L’appello alle famiglie
In piazza anche l'Agedo, associazione genitori, parenti e amici di persone omosessuali, e tante altre associazioni del territorio.
«Quanto accaduto al Senato, richiama anche noi genitori a stare sempre più accanto alle nostre figlie e ai nostri figli. Dobbiamo allearci con loro perché questa battaglia di civiltà è ancora lunga e difficile e durerà fino a quando non si godrà tutte e tutti della libertà di uscire anche mano nella mano con la persona che si ama senza tenere insulti e commenti offensivi», ha sottolineato Mirella Giuffrè, presidente Agedo Reggio Calabria.
Calabrò: «Abbiamo perso tutti. Italia ancora senza legge»

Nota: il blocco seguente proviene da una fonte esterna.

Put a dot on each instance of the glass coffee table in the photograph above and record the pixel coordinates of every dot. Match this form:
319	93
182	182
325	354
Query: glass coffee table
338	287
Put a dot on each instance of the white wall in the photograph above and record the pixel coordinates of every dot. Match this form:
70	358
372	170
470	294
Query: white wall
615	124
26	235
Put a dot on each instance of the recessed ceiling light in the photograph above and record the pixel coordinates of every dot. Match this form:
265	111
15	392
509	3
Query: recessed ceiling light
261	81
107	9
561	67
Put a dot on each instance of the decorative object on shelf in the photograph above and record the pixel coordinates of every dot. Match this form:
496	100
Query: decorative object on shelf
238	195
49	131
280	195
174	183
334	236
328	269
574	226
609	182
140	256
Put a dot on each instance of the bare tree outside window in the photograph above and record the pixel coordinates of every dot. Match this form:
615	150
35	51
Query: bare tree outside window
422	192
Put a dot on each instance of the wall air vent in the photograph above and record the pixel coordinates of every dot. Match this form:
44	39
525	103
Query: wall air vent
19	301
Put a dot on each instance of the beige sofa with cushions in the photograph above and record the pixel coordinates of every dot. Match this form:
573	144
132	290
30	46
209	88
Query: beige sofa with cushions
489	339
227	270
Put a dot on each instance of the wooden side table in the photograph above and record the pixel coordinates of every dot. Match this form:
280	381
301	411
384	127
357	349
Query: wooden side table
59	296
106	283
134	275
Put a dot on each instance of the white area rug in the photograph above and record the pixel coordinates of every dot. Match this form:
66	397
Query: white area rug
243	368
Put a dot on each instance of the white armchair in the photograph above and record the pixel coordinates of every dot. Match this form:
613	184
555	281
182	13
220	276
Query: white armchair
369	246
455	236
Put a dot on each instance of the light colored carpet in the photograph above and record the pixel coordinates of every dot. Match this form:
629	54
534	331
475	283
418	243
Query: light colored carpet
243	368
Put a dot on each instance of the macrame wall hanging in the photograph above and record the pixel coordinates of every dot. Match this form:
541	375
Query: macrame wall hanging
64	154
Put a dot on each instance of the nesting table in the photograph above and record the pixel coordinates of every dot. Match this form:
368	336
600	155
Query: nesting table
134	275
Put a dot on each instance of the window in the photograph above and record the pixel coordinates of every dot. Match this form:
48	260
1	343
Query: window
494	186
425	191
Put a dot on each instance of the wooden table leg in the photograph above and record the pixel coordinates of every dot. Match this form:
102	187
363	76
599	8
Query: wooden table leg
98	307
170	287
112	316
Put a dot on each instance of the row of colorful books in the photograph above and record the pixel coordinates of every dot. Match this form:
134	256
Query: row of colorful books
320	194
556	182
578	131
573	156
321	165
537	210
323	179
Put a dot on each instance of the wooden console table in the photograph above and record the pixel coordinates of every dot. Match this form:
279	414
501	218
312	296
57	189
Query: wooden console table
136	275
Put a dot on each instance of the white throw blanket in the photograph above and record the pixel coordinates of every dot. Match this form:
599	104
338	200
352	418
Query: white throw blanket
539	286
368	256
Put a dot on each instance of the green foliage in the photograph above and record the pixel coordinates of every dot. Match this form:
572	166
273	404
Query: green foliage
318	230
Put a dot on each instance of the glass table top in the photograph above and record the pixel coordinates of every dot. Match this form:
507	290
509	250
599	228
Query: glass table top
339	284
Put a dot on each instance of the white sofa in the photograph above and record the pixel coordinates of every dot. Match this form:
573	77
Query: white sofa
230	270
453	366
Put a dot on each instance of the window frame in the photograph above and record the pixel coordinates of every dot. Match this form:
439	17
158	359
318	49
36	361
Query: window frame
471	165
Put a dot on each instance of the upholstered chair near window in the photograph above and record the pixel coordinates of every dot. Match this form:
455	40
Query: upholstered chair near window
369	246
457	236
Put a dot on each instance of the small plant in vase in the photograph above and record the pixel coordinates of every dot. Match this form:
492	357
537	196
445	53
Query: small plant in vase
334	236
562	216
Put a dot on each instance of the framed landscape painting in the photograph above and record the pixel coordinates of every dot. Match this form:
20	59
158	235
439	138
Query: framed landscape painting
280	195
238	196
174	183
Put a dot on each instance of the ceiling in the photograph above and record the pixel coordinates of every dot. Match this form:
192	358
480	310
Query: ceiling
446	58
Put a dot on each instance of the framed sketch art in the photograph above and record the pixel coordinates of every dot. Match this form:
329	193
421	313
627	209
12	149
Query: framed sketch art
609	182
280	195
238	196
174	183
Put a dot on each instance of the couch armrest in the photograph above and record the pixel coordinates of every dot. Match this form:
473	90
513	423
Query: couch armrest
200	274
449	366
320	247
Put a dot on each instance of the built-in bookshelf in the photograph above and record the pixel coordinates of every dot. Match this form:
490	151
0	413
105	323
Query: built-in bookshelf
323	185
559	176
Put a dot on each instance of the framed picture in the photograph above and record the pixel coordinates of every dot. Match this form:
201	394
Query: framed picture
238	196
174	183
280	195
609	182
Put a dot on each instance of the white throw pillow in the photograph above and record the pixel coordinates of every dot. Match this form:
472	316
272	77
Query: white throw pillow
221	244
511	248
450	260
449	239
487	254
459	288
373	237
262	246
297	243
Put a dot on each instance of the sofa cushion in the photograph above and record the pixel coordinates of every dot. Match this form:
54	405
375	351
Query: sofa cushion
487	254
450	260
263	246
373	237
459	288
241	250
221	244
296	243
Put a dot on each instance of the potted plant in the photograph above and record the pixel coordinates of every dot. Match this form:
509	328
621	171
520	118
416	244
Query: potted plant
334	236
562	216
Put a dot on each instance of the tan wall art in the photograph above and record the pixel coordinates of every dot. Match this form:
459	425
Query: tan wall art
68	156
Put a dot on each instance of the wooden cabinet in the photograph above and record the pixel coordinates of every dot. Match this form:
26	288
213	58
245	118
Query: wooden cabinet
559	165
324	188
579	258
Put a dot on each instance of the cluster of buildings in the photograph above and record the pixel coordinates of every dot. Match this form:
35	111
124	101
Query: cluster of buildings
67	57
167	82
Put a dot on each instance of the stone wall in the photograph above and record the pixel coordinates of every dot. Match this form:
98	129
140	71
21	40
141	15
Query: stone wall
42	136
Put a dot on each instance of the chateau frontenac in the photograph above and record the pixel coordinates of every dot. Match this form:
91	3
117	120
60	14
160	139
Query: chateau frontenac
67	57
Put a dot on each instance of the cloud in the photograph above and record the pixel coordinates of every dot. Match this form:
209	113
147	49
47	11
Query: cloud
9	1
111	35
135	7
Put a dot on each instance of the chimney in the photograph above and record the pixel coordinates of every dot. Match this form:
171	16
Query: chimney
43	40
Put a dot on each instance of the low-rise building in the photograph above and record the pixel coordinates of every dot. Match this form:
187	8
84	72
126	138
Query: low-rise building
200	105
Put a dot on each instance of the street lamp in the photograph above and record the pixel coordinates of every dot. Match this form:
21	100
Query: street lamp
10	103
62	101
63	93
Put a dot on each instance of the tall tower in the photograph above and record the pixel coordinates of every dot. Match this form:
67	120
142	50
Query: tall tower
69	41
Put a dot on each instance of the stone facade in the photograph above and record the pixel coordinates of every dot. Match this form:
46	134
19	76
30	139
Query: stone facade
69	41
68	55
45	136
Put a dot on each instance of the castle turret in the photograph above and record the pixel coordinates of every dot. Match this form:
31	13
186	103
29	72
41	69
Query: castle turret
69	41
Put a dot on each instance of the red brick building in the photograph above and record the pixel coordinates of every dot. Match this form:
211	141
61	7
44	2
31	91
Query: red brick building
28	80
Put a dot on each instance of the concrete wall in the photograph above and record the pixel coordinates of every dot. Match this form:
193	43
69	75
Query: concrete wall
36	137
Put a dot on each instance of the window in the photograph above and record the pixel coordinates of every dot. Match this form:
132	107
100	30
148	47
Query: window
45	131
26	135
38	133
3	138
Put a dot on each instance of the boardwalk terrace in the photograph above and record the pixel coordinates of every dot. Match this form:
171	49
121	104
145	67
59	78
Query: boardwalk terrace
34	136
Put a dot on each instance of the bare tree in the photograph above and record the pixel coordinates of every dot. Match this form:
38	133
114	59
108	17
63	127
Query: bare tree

«Oggi abbiamo perso noi come comunità, ma ha perso soprattutto la politica che poteva dotare questo Paese di una legge contro l'omobitransfobia. E invece sì è preferito fare campagna elettorale sulla pelle delle persone», ha evidenziato ancora la presidente dell'Arcigay reggino.
Un'occasione, quella di oggi, anche per ricordare, come ha fatto la presidente di Arcigay Calabria, Michela Calabrò, che «dal 1996 si tenta di approvare una legge contro l'omobitransfobia e per l'ennesima volta si registra l'incapacità politica di dare risposte concrete a chi chiede tutele e diritti». Sono passati 25 anni da allora e l'Italia, dopo questo indecorosa pagina, resta ancora senza una legge che il momento storico invoca per proteggere le persone e difendere la loro libertà di essere da coloro che ritengono le offese una legittima manifestazione del pensiero.